Unmittelbar daneben hatte der Kaufmann Hermann Schäfer bereits 1871 seine „Lindenbrauerei" eröffnet, aus der einige Jahre später „Töpsers Brauerei Friedrichshagen" wurde. 1888 nannte sich das Unternehmen „Müggelschlößchen Brauerei". Aus der „Ersten Genossenschaftsbrauerei der Gastwirte von Berlin und Umgebung“ des Jahres 1901 wurde 1935 die „Berliner Bürgerbräu AG". Mit der DDR wurde daraus die „Berliner Bürgerbräu des VEB Getränkekombinat Berlin“ - ein „Betrieb der ausgezeichneten Qualitätsarbeit". Von Bedeutung könnte heute sein, dass die (bisher noch) private „Berliner Bürgerbräu GmbH“ neben den Braukunsterzeugnissen „Rotkehlchen", „Hauptmann von Köpenick“ und „Bernauer Schwarzbier" seit 1992 die KaDeWe-Hausmarke „Premium Pilsner“ herstellt.

Berliner Bürgerbräu

Berliner Bürgerbräu

Nach so viel Gebräu verabschiedet sich alsbald auch die Müggelspree. Bevor sie sich im Köpenicker Becken und umgeben von der Altstadt mit der Dahme zusammentut, sich wieder nur Spree nennt und Teil der Spree-Oder-Wasserstraße (SOW) wird, weist sie zwischen km 0,40 und km 0,10 noch einmal darauf hin, dass ihr Hauptarm früher um die Baumgarteninsel herum ging und der jetzige Verlauf nur der  „Katzengraben“ war. 1867 wurde dieser dann als Kanalstück ausgebaut, so dass er den Flusslauf für die Schifffahrt begradigte. Geblieben ist über der Einmündung die Dammbrücke, eine Verbindung zwischen der Köpenicker Altstadt und der Dammvorstadt. Vorgänger hatte sie einige, Nachfolger bisher zwei: Die Holzbrücke mit dem „Dammtor" für Schiffsdurchfahrten wurde 1890 durch eine Backsteinbrücke ersetzt. Da die Durchfahrt ziemlich eng und der Bau altersschwach war, wurde zwischen 1984 und 1986 wieder eine neue Dammbrücke gebaut.

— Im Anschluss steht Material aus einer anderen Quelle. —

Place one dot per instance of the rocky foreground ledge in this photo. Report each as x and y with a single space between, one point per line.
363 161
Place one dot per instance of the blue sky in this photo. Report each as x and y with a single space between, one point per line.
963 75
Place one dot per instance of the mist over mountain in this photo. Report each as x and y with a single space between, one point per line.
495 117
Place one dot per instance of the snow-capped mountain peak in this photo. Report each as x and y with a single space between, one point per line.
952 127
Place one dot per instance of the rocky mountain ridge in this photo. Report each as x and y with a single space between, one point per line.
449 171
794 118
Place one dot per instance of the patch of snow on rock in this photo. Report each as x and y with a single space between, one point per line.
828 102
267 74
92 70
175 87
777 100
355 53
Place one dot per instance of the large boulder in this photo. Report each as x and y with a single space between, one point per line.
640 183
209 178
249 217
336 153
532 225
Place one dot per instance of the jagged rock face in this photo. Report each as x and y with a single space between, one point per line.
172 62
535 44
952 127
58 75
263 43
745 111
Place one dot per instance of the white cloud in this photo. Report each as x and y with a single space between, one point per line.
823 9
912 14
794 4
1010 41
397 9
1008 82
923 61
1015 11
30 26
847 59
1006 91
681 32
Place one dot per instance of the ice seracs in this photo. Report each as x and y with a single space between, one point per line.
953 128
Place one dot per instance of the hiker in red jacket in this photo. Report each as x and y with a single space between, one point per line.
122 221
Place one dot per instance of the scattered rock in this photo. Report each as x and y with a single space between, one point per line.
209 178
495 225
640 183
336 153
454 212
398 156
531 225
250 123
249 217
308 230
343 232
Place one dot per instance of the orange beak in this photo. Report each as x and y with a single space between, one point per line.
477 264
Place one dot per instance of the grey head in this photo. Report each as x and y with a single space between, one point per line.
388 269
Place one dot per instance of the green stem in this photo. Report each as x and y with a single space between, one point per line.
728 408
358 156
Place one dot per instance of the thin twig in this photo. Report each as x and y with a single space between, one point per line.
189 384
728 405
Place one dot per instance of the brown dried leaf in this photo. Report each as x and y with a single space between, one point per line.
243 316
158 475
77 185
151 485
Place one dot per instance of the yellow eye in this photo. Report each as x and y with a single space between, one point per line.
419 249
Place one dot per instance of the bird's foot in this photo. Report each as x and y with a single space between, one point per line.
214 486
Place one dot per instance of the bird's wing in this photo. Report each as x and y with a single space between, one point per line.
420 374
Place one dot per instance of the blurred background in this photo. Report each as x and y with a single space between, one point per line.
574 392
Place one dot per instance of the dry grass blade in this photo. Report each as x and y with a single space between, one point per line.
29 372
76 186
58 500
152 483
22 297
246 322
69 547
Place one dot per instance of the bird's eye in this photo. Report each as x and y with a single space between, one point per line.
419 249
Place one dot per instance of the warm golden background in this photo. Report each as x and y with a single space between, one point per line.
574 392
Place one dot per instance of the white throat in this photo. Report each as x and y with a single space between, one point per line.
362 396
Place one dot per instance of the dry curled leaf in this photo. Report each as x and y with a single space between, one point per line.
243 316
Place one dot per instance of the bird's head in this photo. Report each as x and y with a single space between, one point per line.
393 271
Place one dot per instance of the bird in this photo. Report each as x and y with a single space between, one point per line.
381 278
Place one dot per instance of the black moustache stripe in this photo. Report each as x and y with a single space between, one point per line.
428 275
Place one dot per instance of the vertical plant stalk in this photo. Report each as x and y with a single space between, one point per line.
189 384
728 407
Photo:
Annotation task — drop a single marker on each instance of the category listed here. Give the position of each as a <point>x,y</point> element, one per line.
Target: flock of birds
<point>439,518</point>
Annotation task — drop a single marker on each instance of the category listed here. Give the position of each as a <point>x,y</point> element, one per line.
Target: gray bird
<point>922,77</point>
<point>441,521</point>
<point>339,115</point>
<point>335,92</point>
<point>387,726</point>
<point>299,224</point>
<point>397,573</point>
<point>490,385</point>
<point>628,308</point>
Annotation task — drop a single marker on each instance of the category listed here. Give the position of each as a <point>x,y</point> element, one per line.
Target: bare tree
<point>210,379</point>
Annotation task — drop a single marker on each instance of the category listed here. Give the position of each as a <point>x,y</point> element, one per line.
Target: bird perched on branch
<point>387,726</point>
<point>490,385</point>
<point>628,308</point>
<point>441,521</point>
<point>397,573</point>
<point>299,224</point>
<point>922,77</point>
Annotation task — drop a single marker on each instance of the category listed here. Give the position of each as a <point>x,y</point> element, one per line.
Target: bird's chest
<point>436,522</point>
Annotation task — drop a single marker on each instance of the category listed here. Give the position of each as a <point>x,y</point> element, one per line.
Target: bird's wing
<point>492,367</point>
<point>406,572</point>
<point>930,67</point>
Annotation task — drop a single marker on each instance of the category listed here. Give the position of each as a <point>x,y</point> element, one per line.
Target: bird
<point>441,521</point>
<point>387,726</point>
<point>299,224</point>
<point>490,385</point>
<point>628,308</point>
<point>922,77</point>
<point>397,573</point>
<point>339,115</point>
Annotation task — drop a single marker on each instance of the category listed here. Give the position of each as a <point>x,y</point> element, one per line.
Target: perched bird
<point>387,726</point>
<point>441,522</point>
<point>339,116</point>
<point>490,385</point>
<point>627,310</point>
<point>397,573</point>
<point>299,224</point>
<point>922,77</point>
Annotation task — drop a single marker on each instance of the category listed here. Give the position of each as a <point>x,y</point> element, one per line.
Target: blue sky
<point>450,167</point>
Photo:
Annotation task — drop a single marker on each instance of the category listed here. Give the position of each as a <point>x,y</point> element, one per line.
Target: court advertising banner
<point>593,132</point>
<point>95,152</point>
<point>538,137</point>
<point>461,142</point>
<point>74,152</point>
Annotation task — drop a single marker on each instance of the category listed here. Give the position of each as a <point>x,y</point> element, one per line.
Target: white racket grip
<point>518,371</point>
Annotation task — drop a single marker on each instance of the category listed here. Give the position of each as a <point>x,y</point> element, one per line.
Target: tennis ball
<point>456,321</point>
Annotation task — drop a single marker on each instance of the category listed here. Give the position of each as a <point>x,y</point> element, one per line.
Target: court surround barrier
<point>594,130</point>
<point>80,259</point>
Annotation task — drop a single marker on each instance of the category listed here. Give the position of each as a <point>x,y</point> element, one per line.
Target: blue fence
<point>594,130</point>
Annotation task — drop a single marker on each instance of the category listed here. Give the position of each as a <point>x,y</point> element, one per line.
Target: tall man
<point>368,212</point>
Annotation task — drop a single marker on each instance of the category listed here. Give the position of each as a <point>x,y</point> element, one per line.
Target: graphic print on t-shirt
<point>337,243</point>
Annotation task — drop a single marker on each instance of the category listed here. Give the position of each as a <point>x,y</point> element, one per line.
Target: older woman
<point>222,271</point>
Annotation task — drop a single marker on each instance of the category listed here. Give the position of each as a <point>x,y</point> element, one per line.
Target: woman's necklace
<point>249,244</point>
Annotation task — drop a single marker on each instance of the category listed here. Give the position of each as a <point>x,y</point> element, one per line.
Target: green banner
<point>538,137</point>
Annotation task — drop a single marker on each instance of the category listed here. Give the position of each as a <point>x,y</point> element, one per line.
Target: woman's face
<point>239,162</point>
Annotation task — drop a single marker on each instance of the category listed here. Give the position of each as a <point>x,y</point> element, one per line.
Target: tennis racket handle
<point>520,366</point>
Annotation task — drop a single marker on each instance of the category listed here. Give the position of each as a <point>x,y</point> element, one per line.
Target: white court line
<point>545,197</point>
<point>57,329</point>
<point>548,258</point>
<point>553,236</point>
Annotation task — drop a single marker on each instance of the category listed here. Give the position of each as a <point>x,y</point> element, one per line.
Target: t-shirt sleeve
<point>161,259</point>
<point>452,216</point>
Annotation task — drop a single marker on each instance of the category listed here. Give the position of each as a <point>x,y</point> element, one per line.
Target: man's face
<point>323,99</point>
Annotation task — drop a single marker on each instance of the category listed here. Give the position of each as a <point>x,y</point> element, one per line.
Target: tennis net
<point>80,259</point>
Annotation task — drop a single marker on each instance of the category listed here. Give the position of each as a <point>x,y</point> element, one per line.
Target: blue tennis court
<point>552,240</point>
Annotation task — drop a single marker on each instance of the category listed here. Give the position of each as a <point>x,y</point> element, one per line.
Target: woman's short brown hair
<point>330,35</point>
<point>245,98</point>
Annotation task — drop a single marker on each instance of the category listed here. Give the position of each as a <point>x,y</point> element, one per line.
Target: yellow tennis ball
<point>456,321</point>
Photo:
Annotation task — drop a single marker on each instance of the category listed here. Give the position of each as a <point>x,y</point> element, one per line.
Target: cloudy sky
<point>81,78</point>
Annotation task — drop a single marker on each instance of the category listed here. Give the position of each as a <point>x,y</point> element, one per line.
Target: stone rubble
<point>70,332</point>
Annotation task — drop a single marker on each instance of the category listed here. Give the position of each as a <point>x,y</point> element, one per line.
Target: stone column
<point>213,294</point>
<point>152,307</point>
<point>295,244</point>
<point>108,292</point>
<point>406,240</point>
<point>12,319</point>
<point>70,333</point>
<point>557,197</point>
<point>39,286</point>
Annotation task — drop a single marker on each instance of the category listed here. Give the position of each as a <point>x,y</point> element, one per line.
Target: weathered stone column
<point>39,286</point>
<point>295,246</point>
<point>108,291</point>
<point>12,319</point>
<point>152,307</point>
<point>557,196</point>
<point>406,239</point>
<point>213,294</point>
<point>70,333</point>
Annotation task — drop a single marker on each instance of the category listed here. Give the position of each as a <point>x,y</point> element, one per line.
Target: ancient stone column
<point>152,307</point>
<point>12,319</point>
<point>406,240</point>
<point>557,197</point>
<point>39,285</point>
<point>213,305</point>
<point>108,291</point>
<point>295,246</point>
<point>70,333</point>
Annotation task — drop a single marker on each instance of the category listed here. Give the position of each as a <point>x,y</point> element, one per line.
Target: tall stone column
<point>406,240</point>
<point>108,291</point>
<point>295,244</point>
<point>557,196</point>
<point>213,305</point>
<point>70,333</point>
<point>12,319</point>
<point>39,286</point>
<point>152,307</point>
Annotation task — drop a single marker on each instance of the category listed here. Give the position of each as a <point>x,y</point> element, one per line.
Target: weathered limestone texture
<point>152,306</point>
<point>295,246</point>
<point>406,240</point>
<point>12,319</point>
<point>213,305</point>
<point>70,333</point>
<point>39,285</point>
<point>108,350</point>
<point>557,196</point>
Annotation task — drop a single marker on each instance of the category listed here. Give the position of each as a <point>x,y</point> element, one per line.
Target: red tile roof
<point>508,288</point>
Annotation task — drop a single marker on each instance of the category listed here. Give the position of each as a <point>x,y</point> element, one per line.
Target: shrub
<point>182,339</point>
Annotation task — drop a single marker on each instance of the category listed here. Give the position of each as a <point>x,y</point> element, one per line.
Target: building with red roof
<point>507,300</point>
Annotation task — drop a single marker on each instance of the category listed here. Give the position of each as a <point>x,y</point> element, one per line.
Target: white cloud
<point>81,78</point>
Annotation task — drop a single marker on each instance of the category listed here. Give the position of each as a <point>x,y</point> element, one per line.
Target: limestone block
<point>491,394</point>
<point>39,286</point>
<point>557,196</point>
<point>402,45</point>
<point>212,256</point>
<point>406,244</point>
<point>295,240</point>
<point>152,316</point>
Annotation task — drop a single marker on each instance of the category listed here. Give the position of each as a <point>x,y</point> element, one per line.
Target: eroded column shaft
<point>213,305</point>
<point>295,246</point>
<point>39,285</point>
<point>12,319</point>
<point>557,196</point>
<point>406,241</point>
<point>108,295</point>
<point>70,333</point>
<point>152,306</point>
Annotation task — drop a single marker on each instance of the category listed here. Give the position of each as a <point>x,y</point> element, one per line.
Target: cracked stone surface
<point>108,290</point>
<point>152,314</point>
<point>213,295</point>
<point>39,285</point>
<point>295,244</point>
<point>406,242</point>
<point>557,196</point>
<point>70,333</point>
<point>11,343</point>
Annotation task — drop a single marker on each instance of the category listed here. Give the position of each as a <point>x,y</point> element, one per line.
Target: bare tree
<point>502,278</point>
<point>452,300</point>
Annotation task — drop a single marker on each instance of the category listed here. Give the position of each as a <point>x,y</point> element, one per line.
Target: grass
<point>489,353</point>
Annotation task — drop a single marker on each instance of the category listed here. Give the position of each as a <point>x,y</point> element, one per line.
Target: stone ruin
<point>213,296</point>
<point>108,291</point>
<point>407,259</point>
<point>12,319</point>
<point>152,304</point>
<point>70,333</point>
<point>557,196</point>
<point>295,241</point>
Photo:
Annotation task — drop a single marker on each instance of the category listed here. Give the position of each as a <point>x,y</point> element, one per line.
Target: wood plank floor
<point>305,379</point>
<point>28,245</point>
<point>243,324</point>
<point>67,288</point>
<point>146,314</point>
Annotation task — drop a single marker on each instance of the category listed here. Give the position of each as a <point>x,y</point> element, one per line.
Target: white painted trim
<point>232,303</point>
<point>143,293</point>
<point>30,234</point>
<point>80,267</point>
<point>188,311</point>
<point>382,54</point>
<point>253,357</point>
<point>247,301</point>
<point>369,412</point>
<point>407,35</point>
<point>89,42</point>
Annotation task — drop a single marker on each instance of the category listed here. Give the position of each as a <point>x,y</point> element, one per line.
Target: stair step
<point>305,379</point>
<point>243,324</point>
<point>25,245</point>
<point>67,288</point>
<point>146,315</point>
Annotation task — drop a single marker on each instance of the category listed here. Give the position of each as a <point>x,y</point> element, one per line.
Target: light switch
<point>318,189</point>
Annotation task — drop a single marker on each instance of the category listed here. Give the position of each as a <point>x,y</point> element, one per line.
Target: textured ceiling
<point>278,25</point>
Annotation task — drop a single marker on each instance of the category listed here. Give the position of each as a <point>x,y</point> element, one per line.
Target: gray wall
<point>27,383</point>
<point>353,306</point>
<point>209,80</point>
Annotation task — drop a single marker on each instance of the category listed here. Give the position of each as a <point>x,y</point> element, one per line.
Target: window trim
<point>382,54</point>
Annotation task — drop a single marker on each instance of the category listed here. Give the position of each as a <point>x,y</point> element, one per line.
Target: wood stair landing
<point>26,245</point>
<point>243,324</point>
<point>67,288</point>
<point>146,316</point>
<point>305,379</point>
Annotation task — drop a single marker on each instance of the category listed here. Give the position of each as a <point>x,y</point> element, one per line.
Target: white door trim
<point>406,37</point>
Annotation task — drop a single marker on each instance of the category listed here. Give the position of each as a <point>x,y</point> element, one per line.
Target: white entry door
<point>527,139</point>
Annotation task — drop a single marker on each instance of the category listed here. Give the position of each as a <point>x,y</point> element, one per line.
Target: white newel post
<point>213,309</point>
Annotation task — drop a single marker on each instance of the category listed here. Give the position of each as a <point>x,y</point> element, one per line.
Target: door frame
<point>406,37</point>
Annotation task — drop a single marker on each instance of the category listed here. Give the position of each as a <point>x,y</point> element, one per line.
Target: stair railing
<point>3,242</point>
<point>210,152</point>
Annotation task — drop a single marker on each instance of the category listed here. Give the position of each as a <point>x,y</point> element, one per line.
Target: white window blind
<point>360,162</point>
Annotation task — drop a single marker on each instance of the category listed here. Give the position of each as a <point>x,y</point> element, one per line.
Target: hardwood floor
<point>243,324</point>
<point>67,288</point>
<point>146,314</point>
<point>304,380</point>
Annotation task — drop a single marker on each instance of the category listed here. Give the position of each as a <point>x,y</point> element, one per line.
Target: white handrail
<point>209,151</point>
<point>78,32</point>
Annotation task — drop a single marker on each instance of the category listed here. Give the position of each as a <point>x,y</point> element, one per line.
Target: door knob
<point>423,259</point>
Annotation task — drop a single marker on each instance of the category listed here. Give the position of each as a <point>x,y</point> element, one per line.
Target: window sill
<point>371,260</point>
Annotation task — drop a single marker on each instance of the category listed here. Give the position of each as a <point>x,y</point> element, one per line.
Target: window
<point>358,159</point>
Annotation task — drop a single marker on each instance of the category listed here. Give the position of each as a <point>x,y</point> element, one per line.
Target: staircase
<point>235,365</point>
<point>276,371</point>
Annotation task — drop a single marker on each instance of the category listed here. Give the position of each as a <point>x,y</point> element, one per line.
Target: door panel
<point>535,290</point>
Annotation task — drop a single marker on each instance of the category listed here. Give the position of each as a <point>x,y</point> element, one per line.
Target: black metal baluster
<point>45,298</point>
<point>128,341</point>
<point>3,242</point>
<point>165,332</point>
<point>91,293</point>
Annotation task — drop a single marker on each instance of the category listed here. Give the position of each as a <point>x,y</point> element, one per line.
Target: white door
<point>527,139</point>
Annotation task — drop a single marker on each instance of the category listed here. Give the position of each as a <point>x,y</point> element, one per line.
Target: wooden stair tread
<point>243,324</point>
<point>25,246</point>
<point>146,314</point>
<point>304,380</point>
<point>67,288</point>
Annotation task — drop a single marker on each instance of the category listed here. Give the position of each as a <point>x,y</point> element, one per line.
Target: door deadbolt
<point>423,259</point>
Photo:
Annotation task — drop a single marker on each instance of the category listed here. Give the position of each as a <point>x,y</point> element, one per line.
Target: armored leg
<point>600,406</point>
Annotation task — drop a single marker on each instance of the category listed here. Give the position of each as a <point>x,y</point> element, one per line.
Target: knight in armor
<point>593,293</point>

Einmündung der   Müggelspree in die Spree-Oder-Wasserstraße

km 0,00 Einmündung der Müggelspree in die Spree-Oder-Wasserstraße (SOW)

Zu klären wäre noch, was „Müggel“ eigentlich bedeutet. Um es vorweg zu nehmen: Es streiten sich die Geister.

Variante 1: Die erste Nennung des Wortbestandteils „Müggel“ soll im „Codex diplomaticus Brandenburgensis“ stehen: 1394 als „Tyns in der Miggel“ und 1487 als „Miggelseh“.

Variante 2: Wahrscheinlicher sei eine vorslawische Herkunft aus den Wortwurzeln „migh“, „mighla“ oder „miggelen“ (niederländisch), was so viel wie Nebel, Wolke oder Staubregen bedeutet.

Variante 3: Möglich ist auch, dass die „Müggel“ nach dem altdeutschen Wort „mikil” benannt wurde, was wiederum groß oder mächtig bedeutet.